As can be seen from Table 8, the field optimal combination of validation test results show that the prototype pick-up rate of 95.93% ± 1.2%, crushing length qualification rate of 97.19% ± 0.8%, the difference between the field test value and the theoretical value obtained from the response surface test were: 0.28%, 0.13%, which can be seen that the experimental value and the theoretical value of the basic similar to show that the regression model has a very good reliability, and the prototype machine can meet the design requirements. The test results are shown in Figure 10.
Based on the measured data from the Power Take-Off (PTO) power tester, this study conducted a comparative analysis of the energy consumption differences between the optimal operating condition and non-optimal operating conditions. Under the optimal operating condition, the PTO power consumption is 36.8 kW, and the fuel consumption per hectare of operation is 18.5 L, which are 12.3% and 10.8% lower than those under non-optimal operating conditions, respectively. Combined with the market price of mechanical operation in vineyards in Xinjiang, China (the operation cost per hectare is 800 yuan), the calculation shows that the optimal operating condition can save approximately 86 yuan in operation cost per hectare, while the operation efficiency is increased by 15% [23]. This fully demonstrates the economy and efficiency of this optimized parameter combination in practical applications.
The grapevine branch shredder and collector developed in this paper can serve as a reference for designing similar orchard branch shredding and collection equipment [24]. Research depth on the machine’s key components still needs to be enhanced, and there is room for optimizing the overall structure. Future research and improvements can be advanced through three approaches: First, further analyze how parameters such as branch diameter, blade bending angle, and blade center of gravity affect cutting resistance during branch shredding [25]. Investigate the influence of shredding device structural parameters on internal airflow characteristics, and conduct coupled gas-solid flow field simulations to support device optimization. Second, given the multiple factors influencing the performance of the grapevine branch shredder and collector, supplementary experiments should analyze the specific effects of other structural parameters—such as the center distance of the pick-up rollers, the number of blades, and their arrangement—on the overall machine performance. Third, while ensuring the machine meets operational performance standards, lightweight structural improvements should be pursued to achieve the goals of reducing manufacturing costs and lowering operational energy consumption.

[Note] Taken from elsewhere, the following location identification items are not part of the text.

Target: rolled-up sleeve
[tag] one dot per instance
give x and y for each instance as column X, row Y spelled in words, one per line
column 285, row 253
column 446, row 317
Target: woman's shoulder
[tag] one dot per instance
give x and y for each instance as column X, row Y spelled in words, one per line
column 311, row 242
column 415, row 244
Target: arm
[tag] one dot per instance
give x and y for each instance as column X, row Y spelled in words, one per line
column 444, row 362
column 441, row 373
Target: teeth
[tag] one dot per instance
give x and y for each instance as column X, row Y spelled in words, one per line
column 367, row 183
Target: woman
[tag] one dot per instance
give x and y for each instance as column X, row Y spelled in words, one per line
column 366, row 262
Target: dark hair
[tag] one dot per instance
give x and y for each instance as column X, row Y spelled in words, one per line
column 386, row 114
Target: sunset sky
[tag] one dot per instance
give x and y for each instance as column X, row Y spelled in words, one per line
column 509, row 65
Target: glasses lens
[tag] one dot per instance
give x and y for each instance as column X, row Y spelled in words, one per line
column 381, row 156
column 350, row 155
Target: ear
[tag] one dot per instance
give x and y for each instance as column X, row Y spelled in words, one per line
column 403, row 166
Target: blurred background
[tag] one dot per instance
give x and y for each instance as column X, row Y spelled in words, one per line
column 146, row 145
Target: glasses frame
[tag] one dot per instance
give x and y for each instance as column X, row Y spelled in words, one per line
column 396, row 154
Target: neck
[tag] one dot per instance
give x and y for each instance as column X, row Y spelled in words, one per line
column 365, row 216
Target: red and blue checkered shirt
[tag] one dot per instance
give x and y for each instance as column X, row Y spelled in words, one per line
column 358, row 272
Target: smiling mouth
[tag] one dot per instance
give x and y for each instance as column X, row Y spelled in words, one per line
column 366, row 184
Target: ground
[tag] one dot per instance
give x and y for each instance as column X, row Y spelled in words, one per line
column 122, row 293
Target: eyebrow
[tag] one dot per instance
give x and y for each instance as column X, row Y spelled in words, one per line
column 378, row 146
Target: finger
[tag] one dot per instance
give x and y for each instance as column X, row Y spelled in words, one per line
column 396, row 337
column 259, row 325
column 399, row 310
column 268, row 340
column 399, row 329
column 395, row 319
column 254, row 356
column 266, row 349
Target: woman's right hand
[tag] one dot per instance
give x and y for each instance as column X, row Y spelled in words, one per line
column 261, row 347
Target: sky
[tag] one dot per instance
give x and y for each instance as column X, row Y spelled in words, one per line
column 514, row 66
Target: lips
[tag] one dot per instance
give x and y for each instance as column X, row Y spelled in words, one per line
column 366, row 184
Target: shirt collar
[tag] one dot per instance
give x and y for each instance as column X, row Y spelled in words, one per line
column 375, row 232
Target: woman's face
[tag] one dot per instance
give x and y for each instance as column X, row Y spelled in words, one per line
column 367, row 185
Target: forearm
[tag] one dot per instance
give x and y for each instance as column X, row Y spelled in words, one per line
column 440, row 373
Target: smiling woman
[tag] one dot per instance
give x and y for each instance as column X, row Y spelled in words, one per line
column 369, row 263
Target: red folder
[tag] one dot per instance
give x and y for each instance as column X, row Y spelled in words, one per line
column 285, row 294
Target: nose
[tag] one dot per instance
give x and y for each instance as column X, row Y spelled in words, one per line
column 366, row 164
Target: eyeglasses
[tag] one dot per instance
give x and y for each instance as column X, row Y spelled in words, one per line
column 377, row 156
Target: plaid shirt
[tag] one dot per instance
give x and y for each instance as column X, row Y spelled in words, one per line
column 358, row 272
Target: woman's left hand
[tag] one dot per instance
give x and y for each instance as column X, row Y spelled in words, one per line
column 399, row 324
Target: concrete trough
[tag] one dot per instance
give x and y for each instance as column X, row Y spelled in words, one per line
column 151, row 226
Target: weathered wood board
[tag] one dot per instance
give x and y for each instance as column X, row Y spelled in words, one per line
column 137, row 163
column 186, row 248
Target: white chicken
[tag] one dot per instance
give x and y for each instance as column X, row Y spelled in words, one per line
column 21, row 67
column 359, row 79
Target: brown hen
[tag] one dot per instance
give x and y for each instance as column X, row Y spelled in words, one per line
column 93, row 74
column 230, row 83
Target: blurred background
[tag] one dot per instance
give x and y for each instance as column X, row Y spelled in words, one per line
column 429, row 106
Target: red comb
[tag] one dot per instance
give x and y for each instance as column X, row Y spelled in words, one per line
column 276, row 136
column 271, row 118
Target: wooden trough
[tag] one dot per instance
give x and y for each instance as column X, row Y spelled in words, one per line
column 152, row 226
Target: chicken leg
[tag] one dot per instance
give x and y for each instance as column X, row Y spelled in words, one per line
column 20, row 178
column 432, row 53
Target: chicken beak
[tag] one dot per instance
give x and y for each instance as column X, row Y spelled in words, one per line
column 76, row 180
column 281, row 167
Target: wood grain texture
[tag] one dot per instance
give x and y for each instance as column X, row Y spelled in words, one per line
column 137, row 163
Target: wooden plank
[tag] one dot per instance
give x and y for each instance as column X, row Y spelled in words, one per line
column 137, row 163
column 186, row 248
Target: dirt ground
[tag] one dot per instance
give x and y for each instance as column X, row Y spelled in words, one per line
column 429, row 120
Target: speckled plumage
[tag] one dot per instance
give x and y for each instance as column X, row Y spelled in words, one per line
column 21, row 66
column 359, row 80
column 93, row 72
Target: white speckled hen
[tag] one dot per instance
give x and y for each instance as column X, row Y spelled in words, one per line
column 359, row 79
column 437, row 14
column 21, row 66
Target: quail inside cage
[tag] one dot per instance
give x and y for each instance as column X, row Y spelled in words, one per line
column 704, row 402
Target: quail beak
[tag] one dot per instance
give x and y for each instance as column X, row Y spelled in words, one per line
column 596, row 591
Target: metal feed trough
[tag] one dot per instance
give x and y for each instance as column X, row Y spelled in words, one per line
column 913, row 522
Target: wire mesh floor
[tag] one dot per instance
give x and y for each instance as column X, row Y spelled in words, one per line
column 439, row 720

5. Conclusions and Future Work

(1)
Analysis of Variance (ANOVA) and regression models show that the pickup rate is significantly influenced by the pickup roller speed and ground clearance: the impact of ground clearance is greater than that of the pickup roller speed, and there is an interactive effect between the two; the pickup rate increases with the increase of pickup roller speed and decreases with the increase of ground clearance. For the qualified crushing length rate, it is significantly affected by the crushing knife roller speed, pickup roller speed, and ground clearance, with an interactive effect between the crushing knife roller speed and pickup roller speed; the qualified rate increases with the increase of crushing knife roller speed and ground clearance, and decreases with the increase of pickup roller speed, and its sensitivity to further increases in speed decreases significantly under high crushing knife roller speeds.
(2)
The optimal parameter combination of the prototype is X1 = 2185 r/min, X2 = 105 r/min, and X3 = 10 mm. Field verification shows Y1 = 95.93% and Y2 = 97.19%. The high consistency between the measured results and theoretical predictions confirms the reliability of the regression model and indicates that the prototype meets the design requirements. The study has three limitations: the range of test parameters is narrow, failing to cover the extreme parameter intervals; the test conditions are single, without considering the effects of soil texture, branch morphology, and extreme moisture content; only short-term verification was conducted, lacking analysis of long-term performance and durability of the prototype.
(3)
Future research should advance from four aspects: expand parameter and scenario testing by broadening the parameter range and incorporating diverse field conditions to improve the universality of results; optimize the design of key components, including improving the material and structure of hammer claws and optimizing the diversion structure of the crushing chamber; integrate intelligent monitoring and control by installing sensors and developing an adaptive system; conduct long-term durability tests for 2–3 years to record the service life of components and the law of performance degradation, providing data support for the industrial application of the prototype.

Author Contributions

Resources, Z.W.; data curation, L.S.; writing—original draft preparation, L.H.; writing—review and editing, J.C.; visualization, P.B.; supervision, M.W.; project administration, L.H. All authors have read and agreed to the published version of the manuscript.

Funding

This work was supported by the Xinjiang Corps Young and Middle-aged Science and Technology Innovation Leaders Program, the Innovation Team of Xinjiang Academy of Agricultural and Reclamation Sciences and Xinjiang Corps key areas of science and technology research projects under project numbers 2020CB031, NCG202302 and 2024AB044, respectively.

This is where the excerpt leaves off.